Há, no entanto, que se ter consciência da complexidade desse desafio. Isso porque, de um lado, ele colide com a opção atual por um modelo de ajuste estrutural da economia e de estabilização monetária absolutamente incompatível com investimentos de porte na área social. Caso exemplar desse fenômeno é o próprio CPMF, que significa busca de recursos alternativos, não fiscais, para o financiamento da saúde.
De outro lado, porque colide também com a agenda do debate atual ditada uma vez mais pelos preceitos neoliberais, de enfatizar a pobreza e não as desigualdades sociais. Enquanto estas estratégias vêm sendo adotadas com resultados limitados pelos constrangimentos da opção econômica dos governos recentes, políticas de superação da pobreza demandam iniciativas redistributivas, a começar pela renda.
Um quarto ponto a ser destacado diz respeito ao fato de que apesar dos avanços que a implementação do SUS vem alcançando (como demonstra empiricamente a Autora), em que pese o contexto adverso em que o sistema vem operando, as conquistas até agora obtidas estão sob severa ameaça — haja vista a proposta do MARE/MS, analisada no contexto. Apesar dessas ameaças, há que se reconhecer que embora a descentralização efetiva da saúde favoreça a sua democratização e em tese a intersetorialidade das políticas sociais no nível local dirigidas para a promoção da qualidade de vida, ela por si só não garante ambos os fatores.

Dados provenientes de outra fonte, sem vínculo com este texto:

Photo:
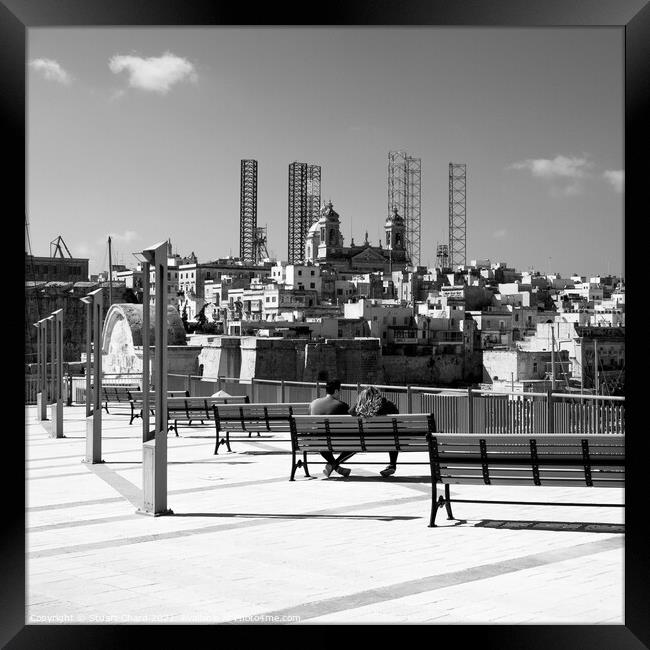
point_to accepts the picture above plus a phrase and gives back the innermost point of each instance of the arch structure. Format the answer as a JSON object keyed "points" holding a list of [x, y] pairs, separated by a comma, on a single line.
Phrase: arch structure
{"points": [[122, 336]]}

E se do ponto de vista da dimensão administrativa da gestão local a intersetorialidade pode ser equacionada, inverter a lógica das políticas sociais — de reprodutoras das desigualdades sociais para compensatórias dessas desigualdades, e portanto redistributivistas — implica necessariamente a construção de um novo projeto para a sociedade e a reconstrução de um Estado condizente com esse projeto. O que está em jogo aqui é a formulação de um novo projeto que articule democracia política e democracia social. No caso específico da saúde, lembremos que a implementação do SUS contempla um sistema de saúde descentralizado vertical e horizontalmente, que distingue o estatal do privado, mas articula ambos esses setores sob a égide do interesse público e da cidadania.
Talvez hoje o maior risco que o direito à saúde e os princípios do SUS correm não resida na privatização da saúde, tal como esta é classicamente entendida, mas sim no transplante — em nome da eficiência e da eficácia dos serviços estatais de saúde — da racionalidade da iniciativa privada lucrativa para o setor estatal. Exemplos desse fenômeno não faltam, haja vista a experiência do PAS no município de São Paulo. Não se trata aqui de negar a necessidade e a urgência de se imprimir maior eficiência e eficácia ao Estado, mas sim de prevenir que para tanto há que se pensar na reconstrução desse Estado a partir da formulação de um novo projeto de sociedade, e sobretudo compreender que a racionalidade da garantia dos direitos da cidadania é incompatível com a lógica do mercado. Aí está o nó górdio da questão, que reside na incompatibilidade entre as fontes de financiamento para o setor, que não estão assentadas sobre bases universais e progressivas, frente às propostas de universalização do acesso à atenção à saúde.
Retoma-se assim, a urgência da formulação de um projeto efetivamente democrático para a sociedade — a saúde aí contemplada na sua especificidade, comungando com a necessária intersetorialidade — e de reforma de um Estado que seja, de fato, redistributivo e voltado para a superação das abismais desigualdades sociais prevalecentes, incompatíveis com qualquer aprofundamento da ordem democrática no País.